Unfortunately, since 2005 these three emulators aren't really actively developed on. From time to time, another patch appears, but the future doesn't look so bright - new features are rare. This doesn't mean the emulators are unusable today, but don't expect them to run under Vista or MacOS 10.5. I had no problem with them on Windows XP, SuSE 10.1 or MacOS 10.3.9, but these operating systems aren't state-of-the-art anymore.
It is wonderfully stable but a little bit long in the tooth. Today a G4 is still considered a fast processor and each instruction has to be simulated on a x86 processor. This can be a 100 times slower in the worst case. But PearPC does have a JIT-compiler (just-in-time) to convert PPC instructions on demand into an immediate code, which can be run much faster.
Despite this i think the mediocre speed is the worst drawback of PearPC - much worse than the missing sound support.
And the best: Sound is working! A lot of old games run fine and i had a lot of fun!
But to operate this emulator, some preparation is necessary. First of all you need an old Mac - at least the ROM. A ROM (read only memory) contains the first program which the computer runs - on PC this is called BIOS. You can extract the contents of the ROM from an old Mac or you can try to find it on the internet. Good luck! Of course, Apple Inc. is eager to inhibit this.
Basilisk can emulate a bunch of different 32 bit Macs (from SE/30 to the Quadra) and operates with System 6, System 7 and MacOS 7.5 to 8.1.
But Basilisk is not as stable as PearPC - i have experienced crashes occasionally. But honest: In the old days we saw Error 11 often enough (even several times a day) or worse (mouse hangs). So i think this is less Basilisks but either MacOS or the applications fault.
What i didn't resolve is how to make native AppleTalk work. To do this, the emulator needs hefty support from the host operating system. What DID work is TCP/IP. And this gave me the chance to make at least AppleShare IP happen. See my comments at the end of this article.
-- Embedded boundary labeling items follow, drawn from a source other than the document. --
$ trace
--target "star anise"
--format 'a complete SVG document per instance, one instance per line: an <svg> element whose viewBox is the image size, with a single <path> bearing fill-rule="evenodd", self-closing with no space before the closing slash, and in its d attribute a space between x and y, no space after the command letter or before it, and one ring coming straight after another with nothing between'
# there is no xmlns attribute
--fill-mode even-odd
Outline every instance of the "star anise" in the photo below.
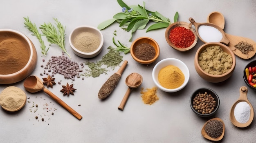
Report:
<svg viewBox="0 0 256 143"><path fill-rule="evenodd" d="M43 83L44 85L46 85L47 87L49 86L52 88L52 86L56 84L54 82L54 79L55 79L55 78L52 78L52 77L48 75L47 78L43 78L43 80L44 81Z"/></svg>
<svg viewBox="0 0 256 143"><path fill-rule="evenodd" d="M74 91L76 90L76 89L74 88L73 88L73 84L71 85L69 85L68 83L67 83L67 86L62 86L62 88L63 88L62 90L60 90L60 91L63 92L63 95L67 95L67 96L68 97L70 94L72 94L72 95L74 95Z"/></svg>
SheepShaver supports all PCI PowerPC Macs from the 7200/75 up to the G4 but without MMU. All operating systems from MacOS 7.5.2 to 9.0.4 run un SheppShaver. Since MacOS 9.1, Apple requires a MMU.
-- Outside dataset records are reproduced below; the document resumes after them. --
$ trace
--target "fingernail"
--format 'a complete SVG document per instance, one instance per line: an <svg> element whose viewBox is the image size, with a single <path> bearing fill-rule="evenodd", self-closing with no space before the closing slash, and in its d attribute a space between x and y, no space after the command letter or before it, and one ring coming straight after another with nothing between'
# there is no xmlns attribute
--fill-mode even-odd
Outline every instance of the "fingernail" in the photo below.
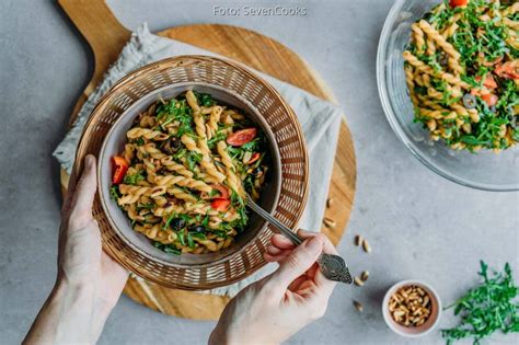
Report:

For MacOS 7.5.2 to 8.1 one needs a so called "old world" ROM from a PowerMac 7200, 7500, 8500 or 9500. But if you plan to use MacOS 8.5 or newer, you have another option: "new world" ROMs are in reality EEPROMs and Apple distributes software updates for them. So look for the "iMac ROM Update" to gain a working ROM image.
But this leaves another difficulty: All MacOSes since 7.6.1 are not freely available. Now you can find the ROM, but have to buy the MacOS.
Ok, this is a job for e-bay.
For me, MacOS 7.5.5 has a very nostalgic character. I used and supported it for a long time when i was working for the Pirmasenser Zeitung, a local newspaper in Germany. My way started from MacOS 7.5.1 (which is nearly identical on 68k and PPC), over 7.5.2 (support for PCI slots) to 7.5.3 (via 7.5 update 2.0) and 7.5.5. And here we stayed a while - never change a running system!
So when i discovered the difficulties to emulate AppleTalk (which is a proprietary ethernet protocol), i remembered a trick to make at least AppleShare (the file sharing protocol from Apple) happen. In MacOS 8.0 and later, Apple introduced support for AppleShare over TCP/IP instead of AppleTalk. And at the Pirmasenser Zeitung, we had found a way to implant this into 7.5.5 too (a thousand thanks to Thomas).
Here is my receipe: Take OpenTransport 1.3.1 and patch it so it installs under 7.5.5 (it argues, it won't work below 7.6.1, but this is nonsense) and then put the extension AppleShare version 3.8.1 (from 8.0 or 8.1 i think) into the system folder.
One question remains and that is, where to find this! Maybe it can be found inside the updates that Apple provides! OT-1.3 can be found inside the MacOS 8.1 Update. The Update from 1.3 to 1.3.1 is downloadable too. And with Tomeviewer it is possible to extract files from a tome (which is the archive format for Apple installers) - for example the AppleShare extension.
But how this works exactly i still have to figure out yet.